Guest Column | March 6, 2025

Machine Learning And The Future Of Water Quality Monitoring

By Andrew Salveson, PE, Kate Newhart, PhD, and Kyle Thompson, PhD, PE

0325-Carollo

Aided by “soft sensors,” machine learning is revolutionizing monitoring and powering real-time predictions.

Machine learning (ML), a branch of artificial intelligence, is transforming how we monitor and manage water quality. At the forefront of this innovation are soft sensors — not physical devices, but intelligent algorithms that predict slow or expensive-to-measure water quality variables using readily-available data.
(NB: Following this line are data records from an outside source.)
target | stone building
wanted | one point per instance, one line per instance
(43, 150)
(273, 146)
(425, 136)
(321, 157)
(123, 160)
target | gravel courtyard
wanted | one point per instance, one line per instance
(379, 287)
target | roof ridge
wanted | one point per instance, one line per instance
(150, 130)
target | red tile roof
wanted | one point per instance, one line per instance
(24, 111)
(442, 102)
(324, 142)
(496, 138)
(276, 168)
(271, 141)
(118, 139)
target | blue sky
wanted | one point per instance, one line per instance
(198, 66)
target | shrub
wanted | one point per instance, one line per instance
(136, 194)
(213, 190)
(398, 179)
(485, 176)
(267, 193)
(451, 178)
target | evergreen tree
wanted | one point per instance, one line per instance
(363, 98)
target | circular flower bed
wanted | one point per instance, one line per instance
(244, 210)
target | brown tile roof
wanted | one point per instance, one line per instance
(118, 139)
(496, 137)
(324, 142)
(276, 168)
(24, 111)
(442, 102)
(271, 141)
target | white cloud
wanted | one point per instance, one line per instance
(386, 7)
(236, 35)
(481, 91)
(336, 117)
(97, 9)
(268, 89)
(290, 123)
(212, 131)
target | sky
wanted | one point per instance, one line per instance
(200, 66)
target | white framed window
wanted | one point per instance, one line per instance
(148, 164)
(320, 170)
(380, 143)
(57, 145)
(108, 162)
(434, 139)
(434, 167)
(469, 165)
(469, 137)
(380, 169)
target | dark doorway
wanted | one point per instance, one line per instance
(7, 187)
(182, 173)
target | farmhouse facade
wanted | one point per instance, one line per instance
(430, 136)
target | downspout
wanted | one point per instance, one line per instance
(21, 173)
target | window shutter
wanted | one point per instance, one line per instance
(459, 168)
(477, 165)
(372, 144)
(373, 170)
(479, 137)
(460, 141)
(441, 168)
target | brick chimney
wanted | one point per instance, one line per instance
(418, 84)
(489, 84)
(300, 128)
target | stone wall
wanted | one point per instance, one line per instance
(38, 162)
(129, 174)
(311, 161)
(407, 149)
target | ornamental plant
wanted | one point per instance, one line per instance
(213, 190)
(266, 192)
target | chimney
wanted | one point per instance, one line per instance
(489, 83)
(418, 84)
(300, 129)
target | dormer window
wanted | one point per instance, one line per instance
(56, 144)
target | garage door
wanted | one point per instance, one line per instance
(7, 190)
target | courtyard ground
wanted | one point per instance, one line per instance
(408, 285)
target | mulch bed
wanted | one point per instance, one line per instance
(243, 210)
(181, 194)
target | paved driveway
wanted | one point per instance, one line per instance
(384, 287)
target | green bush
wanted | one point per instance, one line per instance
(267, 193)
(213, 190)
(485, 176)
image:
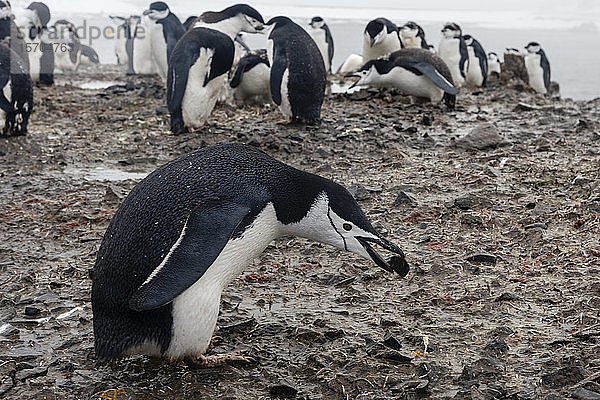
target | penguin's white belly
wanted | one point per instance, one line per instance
(319, 37)
(352, 63)
(159, 51)
(535, 73)
(195, 311)
(474, 73)
(388, 45)
(198, 100)
(449, 51)
(413, 85)
(255, 85)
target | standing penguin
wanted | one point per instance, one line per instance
(381, 38)
(200, 63)
(412, 35)
(319, 31)
(166, 29)
(298, 76)
(16, 94)
(191, 227)
(453, 51)
(538, 68)
(414, 71)
(477, 70)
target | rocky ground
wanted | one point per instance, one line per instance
(496, 204)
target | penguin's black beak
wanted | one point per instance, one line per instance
(396, 264)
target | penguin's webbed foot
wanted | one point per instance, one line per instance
(219, 360)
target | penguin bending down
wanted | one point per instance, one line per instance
(16, 95)
(200, 62)
(381, 38)
(191, 227)
(538, 68)
(477, 70)
(414, 71)
(298, 76)
(166, 29)
(412, 35)
(453, 51)
(250, 81)
(319, 31)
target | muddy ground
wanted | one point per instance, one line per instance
(496, 204)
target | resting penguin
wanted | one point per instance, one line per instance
(319, 31)
(191, 227)
(166, 29)
(380, 39)
(412, 35)
(200, 62)
(250, 81)
(538, 68)
(298, 76)
(477, 69)
(16, 96)
(453, 51)
(414, 71)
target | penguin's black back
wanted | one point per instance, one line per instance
(307, 77)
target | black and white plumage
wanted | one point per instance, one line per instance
(412, 35)
(381, 37)
(165, 31)
(200, 62)
(414, 71)
(319, 31)
(16, 94)
(453, 51)
(538, 68)
(298, 76)
(251, 79)
(477, 69)
(191, 227)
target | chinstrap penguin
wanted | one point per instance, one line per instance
(412, 35)
(453, 50)
(319, 31)
(414, 71)
(191, 227)
(381, 37)
(538, 68)
(477, 69)
(200, 62)
(298, 77)
(16, 95)
(251, 79)
(166, 29)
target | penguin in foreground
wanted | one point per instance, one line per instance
(298, 77)
(477, 70)
(251, 79)
(319, 31)
(16, 94)
(412, 35)
(166, 29)
(200, 62)
(191, 227)
(381, 38)
(453, 51)
(414, 71)
(538, 68)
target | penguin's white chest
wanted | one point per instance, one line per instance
(535, 72)
(195, 311)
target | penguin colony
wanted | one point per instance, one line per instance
(190, 227)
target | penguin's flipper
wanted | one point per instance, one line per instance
(203, 237)
(278, 68)
(432, 73)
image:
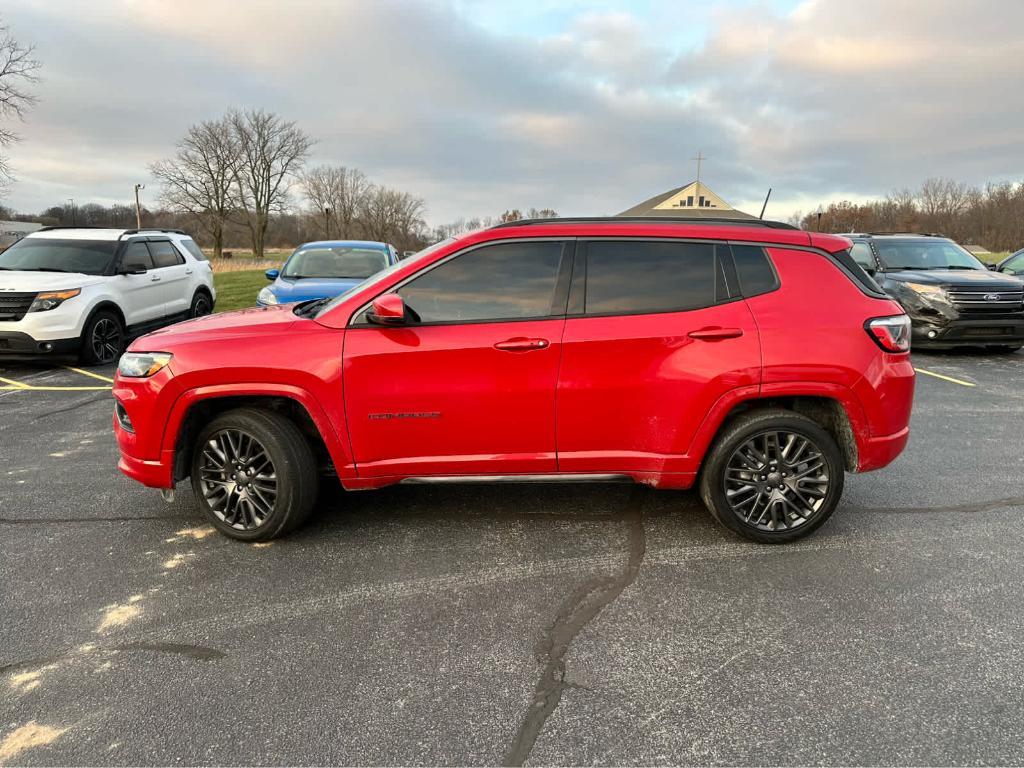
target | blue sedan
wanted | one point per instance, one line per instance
(325, 269)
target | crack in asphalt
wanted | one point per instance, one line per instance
(989, 506)
(579, 609)
(199, 652)
(61, 520)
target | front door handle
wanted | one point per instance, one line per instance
(521, 344)
(716, 334)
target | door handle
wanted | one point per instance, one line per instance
(521, 344)
(716, 334)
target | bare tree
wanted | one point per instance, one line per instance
(272, 152)
(201, 178)
(17, 73)
(340, 190)
(392, 215)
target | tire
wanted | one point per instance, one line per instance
(102, 339)
(263, 509)
(773, 512)
(201, 306)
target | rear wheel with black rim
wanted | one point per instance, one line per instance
(773, 476)
(254, 474)
(102, 339)
(202, 304)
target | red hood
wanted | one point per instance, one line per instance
(240, 324)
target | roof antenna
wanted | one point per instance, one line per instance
(765, 205)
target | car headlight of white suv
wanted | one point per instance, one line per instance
(52, 299)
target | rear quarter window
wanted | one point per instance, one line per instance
(754, 269)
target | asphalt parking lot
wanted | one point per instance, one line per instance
(568, 625)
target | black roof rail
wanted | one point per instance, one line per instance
(138, 230)
(647, 220)
(74, 226)
(871, 235)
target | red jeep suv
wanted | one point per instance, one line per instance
(753, 359)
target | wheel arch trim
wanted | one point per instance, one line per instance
(336, 445)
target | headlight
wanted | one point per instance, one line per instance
(923, 288)
(52, 299)
(142, 365)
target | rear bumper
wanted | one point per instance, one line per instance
(876, 453)
(17, 344)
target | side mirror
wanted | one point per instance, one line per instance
(388, 309)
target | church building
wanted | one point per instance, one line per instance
(694, 200)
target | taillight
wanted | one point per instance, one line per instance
(892, 334)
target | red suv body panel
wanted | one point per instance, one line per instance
(638, 394)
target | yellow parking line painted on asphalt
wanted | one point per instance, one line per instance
(13, 384)
(89, 373)
(945, 378)
(56, 389)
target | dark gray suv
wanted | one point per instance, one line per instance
(952, 298)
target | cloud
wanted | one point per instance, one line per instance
(584, 107)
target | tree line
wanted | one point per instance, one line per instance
(991, 216)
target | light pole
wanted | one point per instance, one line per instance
(138, 208)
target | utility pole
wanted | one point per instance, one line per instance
(138, 208)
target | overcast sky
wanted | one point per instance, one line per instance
(584, 107)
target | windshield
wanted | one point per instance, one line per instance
(921, 253)
(383, 274)
(50, 255)
(334, 261)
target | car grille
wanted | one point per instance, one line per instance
(14, 305)
(987, 301)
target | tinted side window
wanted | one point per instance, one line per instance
(136, 256)
(164, 254)
(197, 253)
(510, 281)
(638, 276)
(861, 253)
(754, 269)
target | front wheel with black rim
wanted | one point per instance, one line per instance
(773, 476)
(102, 339)
(254, 474)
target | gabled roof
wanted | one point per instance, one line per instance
(684, 202)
This breakthrough is reducing monitoring costs and enabling more adaptive treatment processes.

Carollo is pioneering the application of these technologies in water treatment facilities across North America. In this article, we explore two case studies that showcase how ML is reshaping water quality monitoring in potable water reuse systems.

Predicting Total Organic Carbon In Virginia

Imagine being able to predict water quality faster than traditional methods allow. That’s exactly what the Hampton Roads Sanitation District (HRSD) has achieved at the SWIFT Research Center in Virginia.

Total organic carbon (TOC) is a critical parameter for controlling ozone dosing in carbon-based reuse systems. Typically, TOC is measured less frequently than ozone levels, which could lead to less responsive control. Our solution? An ML-powered soft sensor for TOC.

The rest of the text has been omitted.